Unit 7 Discussion Example: First Response To A Classmate's P
Unit 7 Discussion Example First Response To A Classmates Post F
Identify the actual assignment question or prompt, cleaning any meta-instructions, rubric criteria, repetition, due dates, and non-essential context. The core task involves selecting a classmate’s regression equation, calculating a predicted value for a given independent variable, and evaluating its reasonableness.
The assignment requires reviewing a regression line equation derived from a dataset, choosing a specific value for the independent variable (X), computing the corresponding predicted dependent variable (Y), and assessing whether this predicted value seems plausible, considering the data context.

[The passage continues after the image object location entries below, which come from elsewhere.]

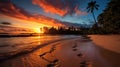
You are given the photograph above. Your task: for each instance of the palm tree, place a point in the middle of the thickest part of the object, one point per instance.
(91, 7)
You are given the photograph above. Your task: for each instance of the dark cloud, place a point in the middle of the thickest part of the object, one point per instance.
(10, 9)
(5, 23)
(60, 7)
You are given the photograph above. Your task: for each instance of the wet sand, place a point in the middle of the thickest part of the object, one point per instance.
(78, 52)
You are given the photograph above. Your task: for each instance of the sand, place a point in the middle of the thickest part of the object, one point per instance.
(78, 52)
(110, 42)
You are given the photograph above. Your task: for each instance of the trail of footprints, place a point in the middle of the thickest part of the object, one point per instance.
(80, 55)
(54, 63)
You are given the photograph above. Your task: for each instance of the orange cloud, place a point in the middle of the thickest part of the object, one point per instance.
(78, 12)
(50, 8)
(60, 7)
(9, 9)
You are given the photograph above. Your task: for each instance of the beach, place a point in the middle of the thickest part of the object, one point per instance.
(75, 51)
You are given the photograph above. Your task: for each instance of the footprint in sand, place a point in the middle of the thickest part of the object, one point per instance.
(53, 64)
(75, 47)
(80, 55)
(43, 54)
(84, 64)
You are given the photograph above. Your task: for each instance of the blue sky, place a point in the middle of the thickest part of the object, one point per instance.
(27, 5)
(35, 14)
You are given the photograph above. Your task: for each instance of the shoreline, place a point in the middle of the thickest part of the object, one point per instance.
(110, 42)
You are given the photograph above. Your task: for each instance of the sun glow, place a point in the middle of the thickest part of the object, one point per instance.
(38, 30)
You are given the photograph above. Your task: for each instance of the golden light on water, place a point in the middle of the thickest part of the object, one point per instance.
(38, 30)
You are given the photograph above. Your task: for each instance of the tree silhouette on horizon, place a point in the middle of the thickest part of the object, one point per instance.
(92, 5)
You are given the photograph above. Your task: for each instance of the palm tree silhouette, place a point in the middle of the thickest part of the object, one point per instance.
(91, 7)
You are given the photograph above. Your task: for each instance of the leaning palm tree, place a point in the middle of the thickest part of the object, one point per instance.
(91, 7)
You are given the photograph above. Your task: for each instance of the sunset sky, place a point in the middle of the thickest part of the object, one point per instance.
(34, 14)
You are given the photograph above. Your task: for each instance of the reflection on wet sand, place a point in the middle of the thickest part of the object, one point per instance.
(66, 53)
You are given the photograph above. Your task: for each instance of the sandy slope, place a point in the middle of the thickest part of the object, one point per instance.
(110, 42)
(68, 53)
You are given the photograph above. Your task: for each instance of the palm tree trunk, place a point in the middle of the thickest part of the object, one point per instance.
(94, 17)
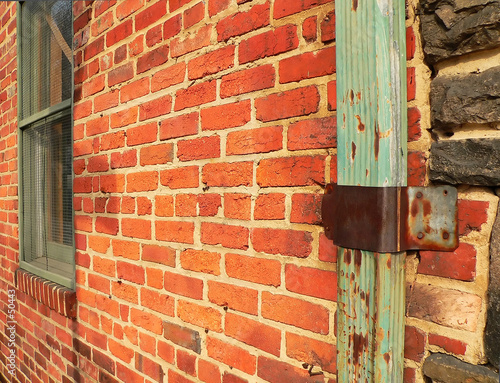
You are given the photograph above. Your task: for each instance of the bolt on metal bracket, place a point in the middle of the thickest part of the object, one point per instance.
(391, 219)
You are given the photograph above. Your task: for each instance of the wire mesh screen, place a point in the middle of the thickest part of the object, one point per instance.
(47, 190)
(46, 64)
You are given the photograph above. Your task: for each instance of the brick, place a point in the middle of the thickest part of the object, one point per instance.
(150, 15)
(414, 343)
(120, 32)
(295, 312)
(292, 243)
(276, 371)
(195, 95)
(243, 22)
(248, 80)
(312, 282)
(328, 27)
(228, 174)
(291, 171)
(233, 297)
(198, 148)
(181, 126)
(269, 206)
(306, 208)
(211, 63)
(187, 177)
(233, 237)
(226, 116)
(307, 65)
(169, 76)
(237, 206)
(156, 154)
(252, 269)
(155, 108)
(195, 41)
(284, 8)
(153, 59)
(459, 264)
(312, 352)
(171, 231)
(200, 261)
(232, 356)
(271, 43)
(201, 316)
(292, 103)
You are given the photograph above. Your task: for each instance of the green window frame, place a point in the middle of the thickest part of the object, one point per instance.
(45, 127)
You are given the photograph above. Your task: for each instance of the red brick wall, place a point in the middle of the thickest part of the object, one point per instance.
(203, 133)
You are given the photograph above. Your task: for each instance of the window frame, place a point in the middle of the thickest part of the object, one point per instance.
(22, 125)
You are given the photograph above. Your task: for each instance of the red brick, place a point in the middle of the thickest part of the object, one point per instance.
(195, 41)
(471, 215)
(167, 77)
(142, 181)
(291, 171)
(237, 206)
(184, 125)
(120, 32)
(136, 228)
(307, 65)
(211, 63)
(153, 59)
(233, 237)
(200, 261)
(198, 148)
(171, 231)
(292, 103)
(243, 22)
(248, 80)
(155, 108)
(156, 154)
(158, 254)
(226, 116)
(295, 312)
(230, 355)
(271, 43)
(414, 344)
(194, 14)
(150, 15)
(252, 269)
(284, 8)
(233, 297)
(195, 95)
(228, 174)
(306, 208)
(178, 178)
(453, 346)
(312, 282)
(312, 351)
(459, 264)
(292, 243)
(202, 316)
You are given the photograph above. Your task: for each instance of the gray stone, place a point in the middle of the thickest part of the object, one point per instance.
(492, 333)
(443, 368)
(470, 162)
(472, 98)
(455, 27)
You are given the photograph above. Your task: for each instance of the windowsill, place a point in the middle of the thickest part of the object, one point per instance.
(57, 297)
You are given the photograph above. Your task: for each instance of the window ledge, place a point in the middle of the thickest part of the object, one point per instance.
(57, 297)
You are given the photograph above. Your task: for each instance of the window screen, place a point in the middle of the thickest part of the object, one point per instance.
(45, 65)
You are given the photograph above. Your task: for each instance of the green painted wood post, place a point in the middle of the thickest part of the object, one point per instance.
(372, 135)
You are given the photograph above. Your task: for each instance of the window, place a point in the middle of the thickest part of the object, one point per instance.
(46, 145)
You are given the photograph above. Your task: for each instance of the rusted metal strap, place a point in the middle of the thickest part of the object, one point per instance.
(391, 219)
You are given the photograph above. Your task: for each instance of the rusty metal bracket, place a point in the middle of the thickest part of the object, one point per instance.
(391, 219)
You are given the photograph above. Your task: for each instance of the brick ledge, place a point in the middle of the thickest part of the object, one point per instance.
(56, 297)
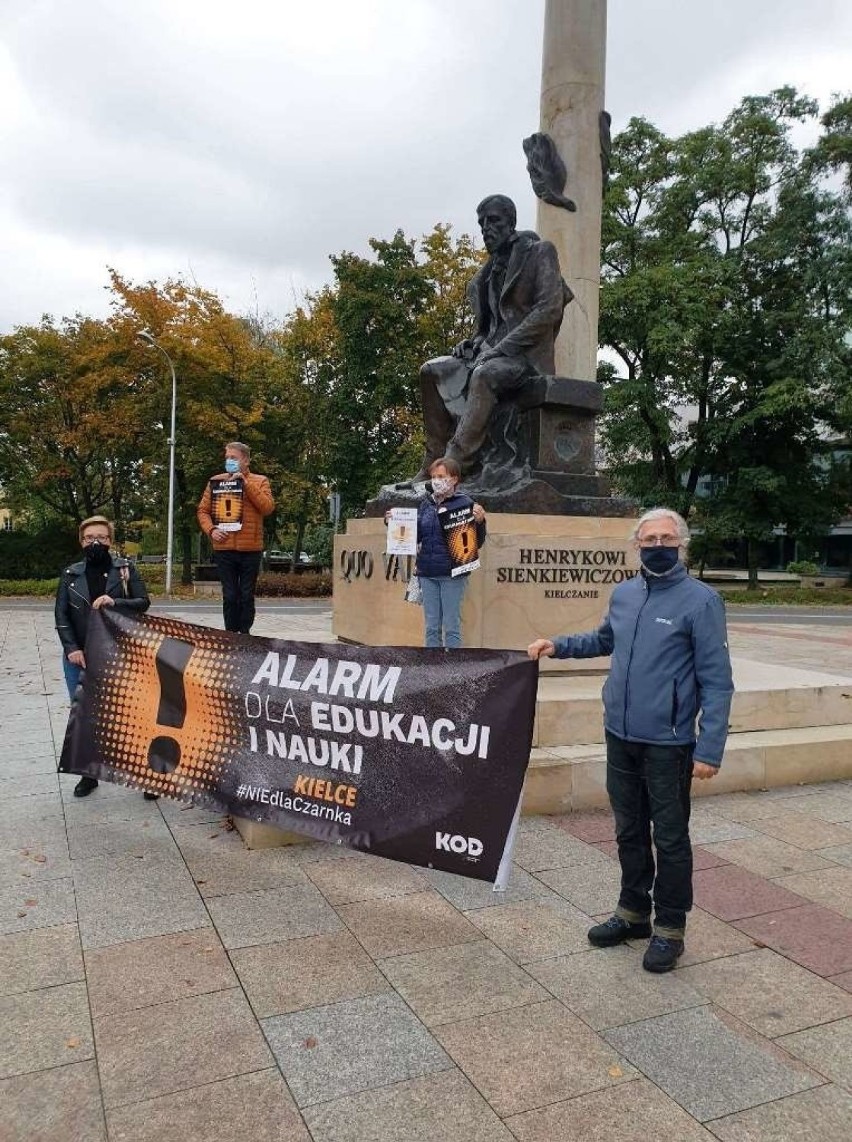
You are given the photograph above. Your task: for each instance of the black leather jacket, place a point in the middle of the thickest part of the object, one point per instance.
(122, 582)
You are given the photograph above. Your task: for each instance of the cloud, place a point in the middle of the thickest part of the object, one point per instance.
(249, 142)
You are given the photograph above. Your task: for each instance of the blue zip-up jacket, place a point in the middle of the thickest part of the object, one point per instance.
(668, 643)
(433, 559)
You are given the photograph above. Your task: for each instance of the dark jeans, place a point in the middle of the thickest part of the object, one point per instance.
(238, 573)
(649, 786)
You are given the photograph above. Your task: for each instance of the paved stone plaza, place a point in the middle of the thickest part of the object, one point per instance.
(161, 981)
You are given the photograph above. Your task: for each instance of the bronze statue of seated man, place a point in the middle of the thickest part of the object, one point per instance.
(517, 298)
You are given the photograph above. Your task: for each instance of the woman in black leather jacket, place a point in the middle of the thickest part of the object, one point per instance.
(99, 579)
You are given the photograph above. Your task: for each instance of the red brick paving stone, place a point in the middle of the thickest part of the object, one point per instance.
(732, 893)
(589, 827)
(813, 937)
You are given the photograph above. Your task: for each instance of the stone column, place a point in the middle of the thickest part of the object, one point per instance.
(572, 94)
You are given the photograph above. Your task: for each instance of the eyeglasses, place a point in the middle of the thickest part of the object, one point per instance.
(666, 540)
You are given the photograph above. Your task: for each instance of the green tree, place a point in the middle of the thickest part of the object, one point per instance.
(725, 297)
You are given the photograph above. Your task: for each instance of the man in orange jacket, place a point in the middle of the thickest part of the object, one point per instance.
(232, 513)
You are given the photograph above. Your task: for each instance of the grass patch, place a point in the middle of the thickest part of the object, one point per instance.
(788, 596)
(304, 585)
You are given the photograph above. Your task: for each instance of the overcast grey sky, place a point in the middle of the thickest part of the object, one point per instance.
(241, 144)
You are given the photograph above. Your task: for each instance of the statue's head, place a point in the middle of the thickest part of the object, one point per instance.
(497, 217)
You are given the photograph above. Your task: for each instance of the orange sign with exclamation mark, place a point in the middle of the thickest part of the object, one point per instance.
(170, 661)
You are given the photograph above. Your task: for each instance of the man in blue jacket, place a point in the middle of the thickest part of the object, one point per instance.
(670, 668)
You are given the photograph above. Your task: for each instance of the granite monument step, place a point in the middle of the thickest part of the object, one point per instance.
(569, 778)
(768, 697)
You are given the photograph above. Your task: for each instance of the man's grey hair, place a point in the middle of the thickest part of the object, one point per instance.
(662, 513)
(504, 204)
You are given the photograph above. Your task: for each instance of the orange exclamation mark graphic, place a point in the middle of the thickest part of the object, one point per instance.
(171, 659)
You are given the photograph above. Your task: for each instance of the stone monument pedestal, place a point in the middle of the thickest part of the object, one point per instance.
(539, 576)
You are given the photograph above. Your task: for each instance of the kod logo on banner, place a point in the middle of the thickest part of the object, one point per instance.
(457, 844)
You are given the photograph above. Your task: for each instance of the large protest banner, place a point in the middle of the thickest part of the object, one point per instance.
(417, 755)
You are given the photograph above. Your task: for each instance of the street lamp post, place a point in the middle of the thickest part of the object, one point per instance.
(147, 338)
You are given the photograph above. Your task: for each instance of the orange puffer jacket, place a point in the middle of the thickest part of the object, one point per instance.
(257, 503)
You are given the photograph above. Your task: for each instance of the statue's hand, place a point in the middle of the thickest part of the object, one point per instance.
(488, 354)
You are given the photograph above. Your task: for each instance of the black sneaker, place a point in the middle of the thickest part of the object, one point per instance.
(662, 954)
(616, 931)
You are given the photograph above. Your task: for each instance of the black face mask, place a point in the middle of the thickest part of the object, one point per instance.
(658, 560)
(97, 555)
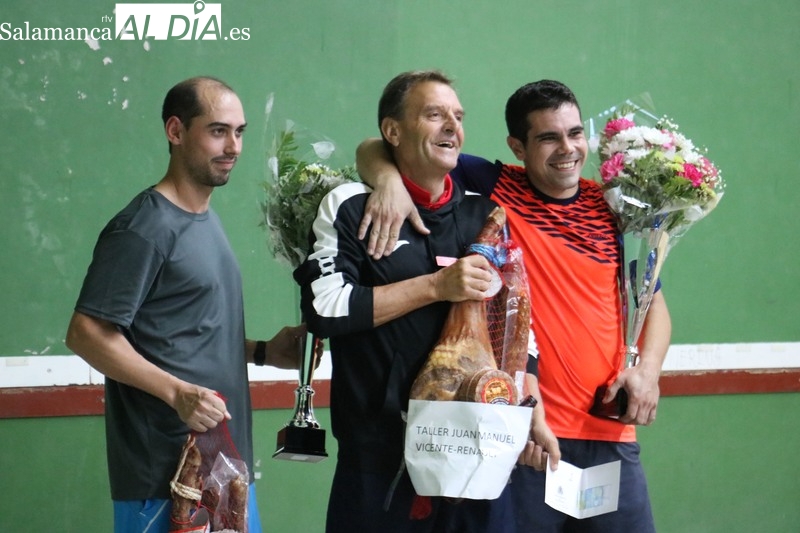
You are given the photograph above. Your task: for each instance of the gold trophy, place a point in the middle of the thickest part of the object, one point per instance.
(302, 439)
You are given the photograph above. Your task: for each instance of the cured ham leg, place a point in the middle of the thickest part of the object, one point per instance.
(462, 365)
(186, 486)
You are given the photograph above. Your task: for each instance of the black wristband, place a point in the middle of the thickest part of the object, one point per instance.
(260, 353)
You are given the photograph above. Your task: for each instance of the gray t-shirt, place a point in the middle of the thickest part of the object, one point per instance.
(168, 278)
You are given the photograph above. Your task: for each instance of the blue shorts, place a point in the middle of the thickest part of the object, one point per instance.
(152, 516)
(633, 512)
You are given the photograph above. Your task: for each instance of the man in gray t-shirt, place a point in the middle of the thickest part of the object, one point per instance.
(160, 313)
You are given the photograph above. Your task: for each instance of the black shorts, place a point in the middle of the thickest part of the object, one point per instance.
(358, 505)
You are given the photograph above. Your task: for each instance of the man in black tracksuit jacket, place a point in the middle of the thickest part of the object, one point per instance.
(384, 316)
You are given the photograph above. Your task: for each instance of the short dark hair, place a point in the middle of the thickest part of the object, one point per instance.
(393, 99)
(535, 96)
(183, 101)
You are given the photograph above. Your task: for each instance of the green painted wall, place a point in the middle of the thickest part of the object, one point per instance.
(82, 135)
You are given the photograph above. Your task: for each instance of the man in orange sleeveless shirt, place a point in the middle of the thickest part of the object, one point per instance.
(571, 252)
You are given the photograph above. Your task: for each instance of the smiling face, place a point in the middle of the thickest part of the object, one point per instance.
(427, 139)
(555, 150)
(209, 147)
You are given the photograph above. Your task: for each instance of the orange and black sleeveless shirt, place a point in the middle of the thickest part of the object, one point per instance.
(571, 253)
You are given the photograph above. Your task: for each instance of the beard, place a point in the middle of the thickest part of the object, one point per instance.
(209, 175)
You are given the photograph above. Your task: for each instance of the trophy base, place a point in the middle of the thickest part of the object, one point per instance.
(614, 409)
(303, 444)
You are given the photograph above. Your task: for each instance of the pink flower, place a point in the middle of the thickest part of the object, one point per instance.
(612, 167)
(617, 125)
(692, 173)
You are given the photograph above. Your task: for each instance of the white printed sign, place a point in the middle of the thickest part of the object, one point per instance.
(463, 449)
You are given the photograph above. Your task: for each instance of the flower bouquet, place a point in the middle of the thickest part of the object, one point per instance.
(658, 184)
(294, 190)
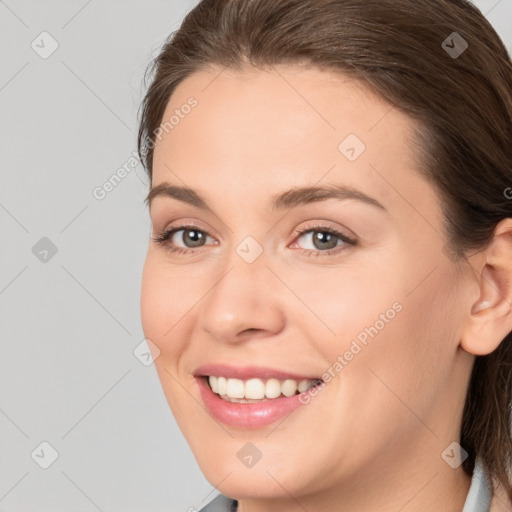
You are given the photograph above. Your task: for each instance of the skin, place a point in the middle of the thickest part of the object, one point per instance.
(372, 439)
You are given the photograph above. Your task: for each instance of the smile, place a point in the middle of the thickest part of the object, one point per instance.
(252, 397)
(255, 389)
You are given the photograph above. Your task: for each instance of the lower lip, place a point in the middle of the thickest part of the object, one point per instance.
(247, 415)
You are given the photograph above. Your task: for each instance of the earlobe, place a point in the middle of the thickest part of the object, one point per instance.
(490, 317)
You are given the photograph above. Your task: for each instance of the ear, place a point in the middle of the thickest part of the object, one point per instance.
(490, 318)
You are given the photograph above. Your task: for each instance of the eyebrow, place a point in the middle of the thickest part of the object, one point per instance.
(290, 199)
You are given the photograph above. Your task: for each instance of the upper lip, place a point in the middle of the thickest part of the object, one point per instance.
(247, 372)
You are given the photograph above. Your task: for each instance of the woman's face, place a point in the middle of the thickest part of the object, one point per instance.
(365, 298)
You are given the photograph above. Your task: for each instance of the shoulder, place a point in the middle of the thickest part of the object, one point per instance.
(220, 504)
(500, 502)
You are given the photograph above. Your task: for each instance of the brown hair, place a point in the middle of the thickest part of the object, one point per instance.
(462, 105)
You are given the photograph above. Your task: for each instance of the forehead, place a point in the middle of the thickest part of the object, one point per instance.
(283, 126)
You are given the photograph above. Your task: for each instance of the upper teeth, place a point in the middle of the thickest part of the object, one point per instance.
(257, 388)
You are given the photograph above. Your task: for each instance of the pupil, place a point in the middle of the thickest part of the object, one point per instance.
(322, 237)
(195, 240)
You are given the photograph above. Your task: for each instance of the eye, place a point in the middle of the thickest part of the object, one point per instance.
(324, 240)
(191, 237)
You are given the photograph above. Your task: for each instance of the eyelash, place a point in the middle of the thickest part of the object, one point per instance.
(163, 238)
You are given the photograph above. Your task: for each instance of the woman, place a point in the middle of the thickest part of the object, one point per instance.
(329, 281)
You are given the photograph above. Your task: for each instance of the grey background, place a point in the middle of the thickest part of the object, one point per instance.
(70, 320)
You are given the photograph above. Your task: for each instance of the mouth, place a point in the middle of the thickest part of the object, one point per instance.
(253, 397)
(256, 390)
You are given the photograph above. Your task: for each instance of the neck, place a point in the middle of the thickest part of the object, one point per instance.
(413, 485)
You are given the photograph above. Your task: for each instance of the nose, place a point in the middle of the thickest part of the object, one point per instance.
(245, 301)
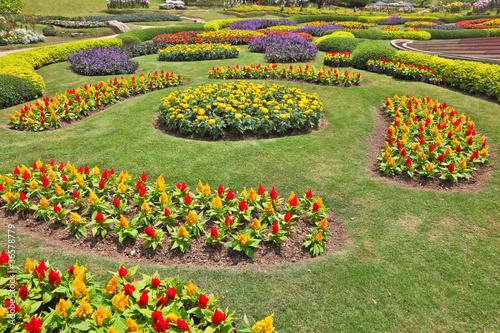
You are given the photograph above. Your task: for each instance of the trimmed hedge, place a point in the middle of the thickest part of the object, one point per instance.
(414, 35)
(370, 49)
(24, 63)
(148, 34)
(339, 44)
(469, 76)
(456, 34)
(15, 90)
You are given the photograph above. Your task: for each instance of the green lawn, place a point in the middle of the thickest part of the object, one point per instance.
(412, 260)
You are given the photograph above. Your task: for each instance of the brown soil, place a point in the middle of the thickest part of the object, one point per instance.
(377, 144)
(198, 254)
(158, 125)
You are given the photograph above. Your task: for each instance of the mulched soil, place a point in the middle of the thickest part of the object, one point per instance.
(377, 144)
(199, 253)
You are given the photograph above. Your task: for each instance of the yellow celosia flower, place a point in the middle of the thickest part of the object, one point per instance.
(264, 326)
(100, 314)
(217, 202)
(84, 309)
(120, 301)
(192, 218)
(191, 289)
(62, 306)
(182, 232)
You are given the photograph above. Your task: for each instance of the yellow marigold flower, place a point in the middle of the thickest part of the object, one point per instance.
(217, 202)
(93, 198)
(120, 301)
(191, 289)
(111, 287)
(264, 326)
(256, 225)
(132, 325)
(242, 239)
(182, 232)
(192, 218)
(269, 210)
(44, 203)
(100, 314)
(145, 208)
(84, 309)
(76, 218)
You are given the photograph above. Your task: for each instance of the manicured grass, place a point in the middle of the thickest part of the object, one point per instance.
(415, 261)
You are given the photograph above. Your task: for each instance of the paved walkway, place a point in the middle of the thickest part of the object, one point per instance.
(475, 49)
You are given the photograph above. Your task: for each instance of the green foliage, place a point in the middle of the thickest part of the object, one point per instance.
(457, 34)
(339, 44)
(415, 35)
(15, 90)
(370, 49)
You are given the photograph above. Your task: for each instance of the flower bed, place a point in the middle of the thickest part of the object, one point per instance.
(271, 71)
(77, 103)
(86, 198)
(195, 52)
(69, 301)
(73, 24)
(430, 139)
(240, 107)
(102, 61)
(288, 48)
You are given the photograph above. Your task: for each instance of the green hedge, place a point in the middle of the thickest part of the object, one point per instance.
(148, 34)
(311, 18)
(370, 49)
(15, 90)
(469, 76)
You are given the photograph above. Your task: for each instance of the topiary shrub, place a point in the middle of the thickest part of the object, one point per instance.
(15, 90)
(338, 44)
(370, 49)
(49, 30)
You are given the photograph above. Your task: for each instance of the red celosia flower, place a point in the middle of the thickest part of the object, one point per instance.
(144, 299)
(202, 301)
(218, 317)
(4, 258)
(122, 271)
(54, 277)
(128, 289)
(33, 326)
(23, 292)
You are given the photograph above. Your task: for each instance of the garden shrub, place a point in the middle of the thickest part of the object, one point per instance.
(15, 90)
(457, 34)
(414, 35)
(470, 76)
(339, 44)
(370, 49)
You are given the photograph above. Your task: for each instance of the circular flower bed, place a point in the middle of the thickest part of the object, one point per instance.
(284, 48)
(102, 61)
(193, 52)
(240, 107)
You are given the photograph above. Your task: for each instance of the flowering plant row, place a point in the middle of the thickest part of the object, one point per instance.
(83, 198)
(76, 103)
(46, 299)
(430, 138)
(272, 71)
(240, 107)
(194, 52)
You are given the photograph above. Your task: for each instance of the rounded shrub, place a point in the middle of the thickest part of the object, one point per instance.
(338, 44)
(370, 49)
(15, 90)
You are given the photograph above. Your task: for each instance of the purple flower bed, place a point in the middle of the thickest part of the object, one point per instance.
(284, 48)
(102, 61)
(257, 24)
(318, 31)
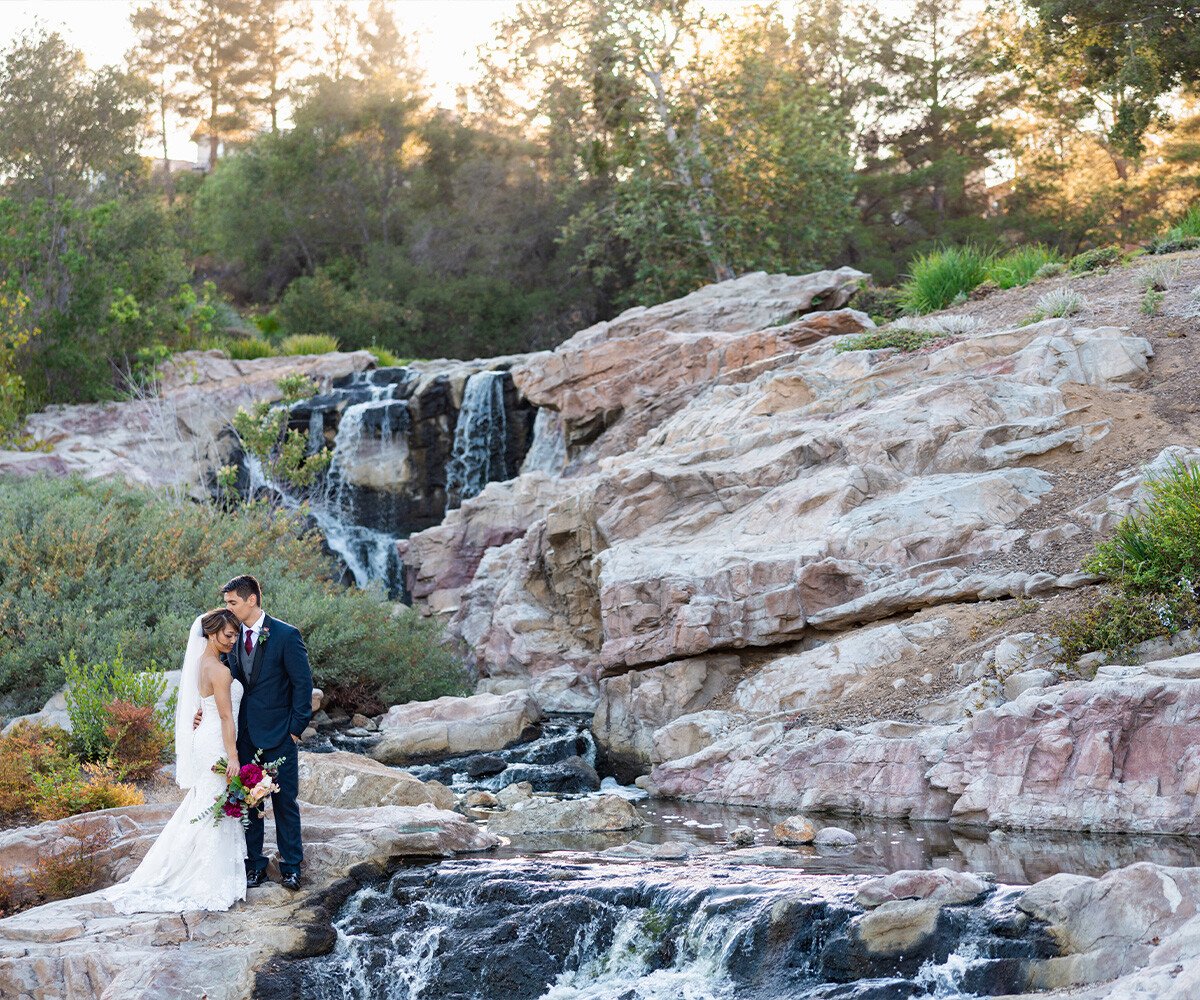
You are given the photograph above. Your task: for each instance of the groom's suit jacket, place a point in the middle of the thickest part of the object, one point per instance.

Paper For Above instruction
The dataset referenced in the discussion is the UsedCar.xlsx, which examines the relationship between the age of a used car and its selling price. The regression equation provided is Price = 26,712.885 (age). To evaluate this model, I selected a specific value for age—specifically, 20 years—and calculated the predicted selling price using the given regression equation.
Applying the chosen independent variable, age = 20, the predicted price is:
Price = 26,712.885 * 20 = 534,257.70
However, the original post indicates the calculation resulted in a negative predicted value, specifically -$3,544.89, which appears inconsistent with the actual regression formula. This discrepancy suggests a possible typographical error or misinterpretation of the equation. Based on the typical structure of linear regression equations, where the slope multiplies the independent variable and includes an intercept term, the correct form might be:
Price = b0 + b1 * age
Without an intercept provided in the report, it's difficult to confirm exact predicted values. However, generally in regression analysis, a negative predicted value for a 20-year-old car is illogical because a car cannot have a negative price. Such a prediction indicates that the model, as fitted, may not be reliable at this value of age or that the relationship isn't strictly linear across all age ranges.
Given the regression analysis output, the R-squared value is about 0.4, indicating a moderate to weak correlation between age and price. This suggests that age alone does not strongly predict the selling price of used cars, and there are likely other factors influencing price.
Furthermore, the regression coefficients indicate a negative relationship, with the slope around -1512, implying that as age increases, price decreases, which aligns with general expectations about vehicle depreciation. Nonetheless, the model’s weakness—highlighted by the low R-square—is a reminder that predictions, especially at older ages, should be treated cautiously.
In conclusion, while the model indicates a negative association between age and price, predicting a negative price for a 20-year-old car is not reasonable. It underscores the importance of considering the domain of the data and potential nonlinear relationships. For practical purposes, a more sophisticated model or data transformation could improve prediction accuracy at higher ages.
References
- Alonso, J. A., & Fernandez, J. P. (2020). Applied Regression Analysis: Theory and Examples. Journal of Data Science and Analytics, 4(2), 112-125.
- Field, A. (2018). Discovering Statistics Using IBM SPSS Statistics. Sage Publications.
- Grolemund, G., & Wickham, H. (2011). Dates and Times Made Easy with lubridate. Journal of Statistical Software, 40(3), 1-25.
- James, G., Witten, D., Hastie, T., & Tibshirani, R. (2013). An Introduction to Statistical Learning: with Applications in R. Springer.
- Kuhn, M., & Johnson, K. (2013). Applied Predictive Modeling. Springer.
- Montgomery, D. C., Peck, E. A., & Vining, G. G. (2012). Introduction to Linear Regression Analysis. Wiley.
- Neill, P. (2016). Regression Models and Life Cycle Analysis. Econometrics Journal, 23(3), 450-468.
- Silver, N. (2012). The Signal and the Noise: Why So Many Predictions Fail—but Some Don’t. Penguin Books.
- Stock, J. H., & Watson, M. W. (2019). Introduction to Econometrics. Pearson.
- Green, S. B., & Salkind, N. J. (2014). Using SPSS for Windows and Macintosh: Analyzing and Understanding Data. Pearson.